Because of this, you’ll generally want to wait until you have at least 20% equity in your home before you start researching mortgage refinance companies. This will ensure you have the funds necessary to make the full down payment and avoid PMI.
You should also know that conventional loans have stricter qualifying standards than FHA loans. Most of the best mortgage lenders require a credit score of at least 620, though it varies from lender to lender. Make sure your credit score is in a good place if refinancing is on your mind.
Saving on MIP isn’t the only way you’ll benefit from a refi. Refinancing may also lower your interest rate, lower your monthly payment, and help you pay off your home sooner. You can also use a refinance to tap your home equity and fund renovations, tuition, medical bills, and other expenses.
>> Read more: Mortgage Refinance Calculator: How Much Could You Save?
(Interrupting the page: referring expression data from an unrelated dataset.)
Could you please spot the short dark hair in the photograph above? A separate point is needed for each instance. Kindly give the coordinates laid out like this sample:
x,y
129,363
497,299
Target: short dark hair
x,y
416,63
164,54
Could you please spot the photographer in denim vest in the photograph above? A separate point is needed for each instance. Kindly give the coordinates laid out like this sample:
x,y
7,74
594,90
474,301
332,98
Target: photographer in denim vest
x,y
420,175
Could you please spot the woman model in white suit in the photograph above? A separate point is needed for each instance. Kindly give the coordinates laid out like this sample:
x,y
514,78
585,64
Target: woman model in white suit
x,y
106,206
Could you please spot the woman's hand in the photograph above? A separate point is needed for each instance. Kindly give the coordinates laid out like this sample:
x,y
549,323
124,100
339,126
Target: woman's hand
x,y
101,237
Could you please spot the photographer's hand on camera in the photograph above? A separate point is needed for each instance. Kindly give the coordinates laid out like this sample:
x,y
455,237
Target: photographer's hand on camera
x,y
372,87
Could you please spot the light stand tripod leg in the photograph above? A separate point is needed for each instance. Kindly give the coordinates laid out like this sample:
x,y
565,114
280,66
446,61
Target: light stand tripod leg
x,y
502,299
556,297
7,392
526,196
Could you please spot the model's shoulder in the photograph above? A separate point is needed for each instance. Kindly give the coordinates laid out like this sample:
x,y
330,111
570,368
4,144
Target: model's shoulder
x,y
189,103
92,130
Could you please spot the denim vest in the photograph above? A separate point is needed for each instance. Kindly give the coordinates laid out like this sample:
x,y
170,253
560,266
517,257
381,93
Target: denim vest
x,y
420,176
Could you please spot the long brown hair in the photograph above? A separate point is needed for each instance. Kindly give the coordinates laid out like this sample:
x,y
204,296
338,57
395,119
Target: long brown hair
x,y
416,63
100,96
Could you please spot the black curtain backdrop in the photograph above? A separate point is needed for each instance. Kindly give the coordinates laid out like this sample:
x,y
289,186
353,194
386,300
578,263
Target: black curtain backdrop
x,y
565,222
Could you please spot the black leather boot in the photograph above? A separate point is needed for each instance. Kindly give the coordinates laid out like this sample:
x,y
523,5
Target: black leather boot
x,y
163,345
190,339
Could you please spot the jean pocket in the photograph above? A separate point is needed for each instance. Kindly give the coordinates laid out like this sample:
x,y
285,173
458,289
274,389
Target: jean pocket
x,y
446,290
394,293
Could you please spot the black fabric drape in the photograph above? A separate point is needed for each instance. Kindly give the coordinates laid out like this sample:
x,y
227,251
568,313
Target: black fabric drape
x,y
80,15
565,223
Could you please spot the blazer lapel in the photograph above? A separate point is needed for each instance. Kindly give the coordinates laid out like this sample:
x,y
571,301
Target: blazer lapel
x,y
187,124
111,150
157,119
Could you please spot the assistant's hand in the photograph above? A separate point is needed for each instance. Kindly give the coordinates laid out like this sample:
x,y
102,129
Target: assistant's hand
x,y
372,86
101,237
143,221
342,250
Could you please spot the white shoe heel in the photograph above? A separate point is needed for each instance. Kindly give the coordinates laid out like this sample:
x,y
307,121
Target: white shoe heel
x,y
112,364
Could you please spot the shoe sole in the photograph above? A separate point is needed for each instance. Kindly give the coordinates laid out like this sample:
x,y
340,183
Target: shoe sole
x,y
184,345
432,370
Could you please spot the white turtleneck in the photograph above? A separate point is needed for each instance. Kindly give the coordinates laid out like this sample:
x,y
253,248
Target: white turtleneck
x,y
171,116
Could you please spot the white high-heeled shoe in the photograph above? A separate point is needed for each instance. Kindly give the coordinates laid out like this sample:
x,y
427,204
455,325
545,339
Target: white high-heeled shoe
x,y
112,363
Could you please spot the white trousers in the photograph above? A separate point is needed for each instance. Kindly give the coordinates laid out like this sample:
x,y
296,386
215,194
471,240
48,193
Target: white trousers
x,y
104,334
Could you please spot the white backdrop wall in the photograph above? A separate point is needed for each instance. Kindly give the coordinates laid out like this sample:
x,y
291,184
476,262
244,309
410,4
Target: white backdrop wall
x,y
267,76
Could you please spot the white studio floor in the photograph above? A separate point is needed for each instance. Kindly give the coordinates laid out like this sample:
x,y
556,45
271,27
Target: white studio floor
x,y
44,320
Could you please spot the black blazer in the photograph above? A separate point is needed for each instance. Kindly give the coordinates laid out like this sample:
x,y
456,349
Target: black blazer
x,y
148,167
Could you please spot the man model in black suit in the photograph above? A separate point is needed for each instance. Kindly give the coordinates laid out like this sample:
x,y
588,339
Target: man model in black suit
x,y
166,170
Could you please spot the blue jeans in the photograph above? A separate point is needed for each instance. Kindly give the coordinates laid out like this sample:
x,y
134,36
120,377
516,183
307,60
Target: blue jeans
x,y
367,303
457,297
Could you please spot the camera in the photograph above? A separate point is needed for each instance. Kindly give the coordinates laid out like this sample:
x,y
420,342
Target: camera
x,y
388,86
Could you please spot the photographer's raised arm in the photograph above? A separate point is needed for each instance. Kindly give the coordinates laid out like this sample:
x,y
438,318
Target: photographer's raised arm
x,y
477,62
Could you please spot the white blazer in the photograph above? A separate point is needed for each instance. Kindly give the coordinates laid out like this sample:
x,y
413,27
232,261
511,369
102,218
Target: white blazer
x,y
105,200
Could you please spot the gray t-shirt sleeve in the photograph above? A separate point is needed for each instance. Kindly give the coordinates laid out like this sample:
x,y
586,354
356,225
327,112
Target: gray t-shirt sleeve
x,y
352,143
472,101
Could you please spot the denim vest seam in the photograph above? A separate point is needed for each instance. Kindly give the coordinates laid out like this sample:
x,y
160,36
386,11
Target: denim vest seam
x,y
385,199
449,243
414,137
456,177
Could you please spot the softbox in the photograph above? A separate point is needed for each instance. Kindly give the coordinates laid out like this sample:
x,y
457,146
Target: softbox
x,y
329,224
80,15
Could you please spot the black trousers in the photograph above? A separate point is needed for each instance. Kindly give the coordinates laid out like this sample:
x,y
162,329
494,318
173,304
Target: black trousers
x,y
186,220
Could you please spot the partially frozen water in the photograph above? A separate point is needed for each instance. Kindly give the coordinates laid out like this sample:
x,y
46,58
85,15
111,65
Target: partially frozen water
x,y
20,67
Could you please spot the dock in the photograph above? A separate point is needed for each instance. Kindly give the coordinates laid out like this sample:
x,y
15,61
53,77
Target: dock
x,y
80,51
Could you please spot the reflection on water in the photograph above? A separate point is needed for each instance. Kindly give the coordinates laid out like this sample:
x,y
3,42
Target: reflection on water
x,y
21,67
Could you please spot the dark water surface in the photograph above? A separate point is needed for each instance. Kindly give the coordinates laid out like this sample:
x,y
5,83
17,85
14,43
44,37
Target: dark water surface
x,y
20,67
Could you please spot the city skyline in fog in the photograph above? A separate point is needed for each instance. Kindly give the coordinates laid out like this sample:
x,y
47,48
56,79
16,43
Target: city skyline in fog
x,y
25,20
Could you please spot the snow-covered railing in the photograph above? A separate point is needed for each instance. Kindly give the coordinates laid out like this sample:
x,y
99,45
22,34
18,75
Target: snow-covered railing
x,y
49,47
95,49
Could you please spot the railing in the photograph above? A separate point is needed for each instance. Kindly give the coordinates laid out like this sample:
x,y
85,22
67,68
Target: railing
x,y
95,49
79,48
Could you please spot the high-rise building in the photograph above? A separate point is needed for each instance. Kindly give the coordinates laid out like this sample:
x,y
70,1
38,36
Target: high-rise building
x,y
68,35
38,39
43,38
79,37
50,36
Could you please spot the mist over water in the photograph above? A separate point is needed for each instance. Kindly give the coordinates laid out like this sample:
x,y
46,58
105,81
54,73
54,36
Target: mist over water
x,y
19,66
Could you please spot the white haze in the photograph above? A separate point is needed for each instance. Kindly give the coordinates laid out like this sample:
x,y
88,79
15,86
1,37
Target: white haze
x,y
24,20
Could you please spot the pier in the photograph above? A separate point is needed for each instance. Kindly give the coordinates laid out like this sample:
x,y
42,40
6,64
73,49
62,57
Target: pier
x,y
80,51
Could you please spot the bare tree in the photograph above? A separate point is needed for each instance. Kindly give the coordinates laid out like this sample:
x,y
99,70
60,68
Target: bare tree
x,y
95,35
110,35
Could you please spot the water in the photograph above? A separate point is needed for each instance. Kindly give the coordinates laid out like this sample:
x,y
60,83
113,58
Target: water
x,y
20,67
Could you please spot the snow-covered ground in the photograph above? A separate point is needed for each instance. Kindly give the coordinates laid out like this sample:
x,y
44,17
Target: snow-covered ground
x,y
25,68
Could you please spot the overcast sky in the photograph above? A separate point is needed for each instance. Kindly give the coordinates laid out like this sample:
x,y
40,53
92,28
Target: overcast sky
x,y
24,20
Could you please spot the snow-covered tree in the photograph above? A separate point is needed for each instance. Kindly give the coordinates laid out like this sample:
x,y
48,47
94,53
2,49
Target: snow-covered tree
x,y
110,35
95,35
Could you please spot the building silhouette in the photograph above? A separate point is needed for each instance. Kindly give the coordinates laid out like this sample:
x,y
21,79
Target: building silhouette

Want to avoid FHA mortgage insurance? There are ways
The bottom line is that MIP doesn’t have to last forever. If you’re able to make at least a 10% down payment, you may be eligible to remove your MIP down the line. If not, refinancing into a conventional loan in the future could be an option if your credit score is strong.
Need to improve your score first? Pay down your debts, check your credit report for errors, and lower the amount of credit you’re utilizing, and your score should bounce back as a result.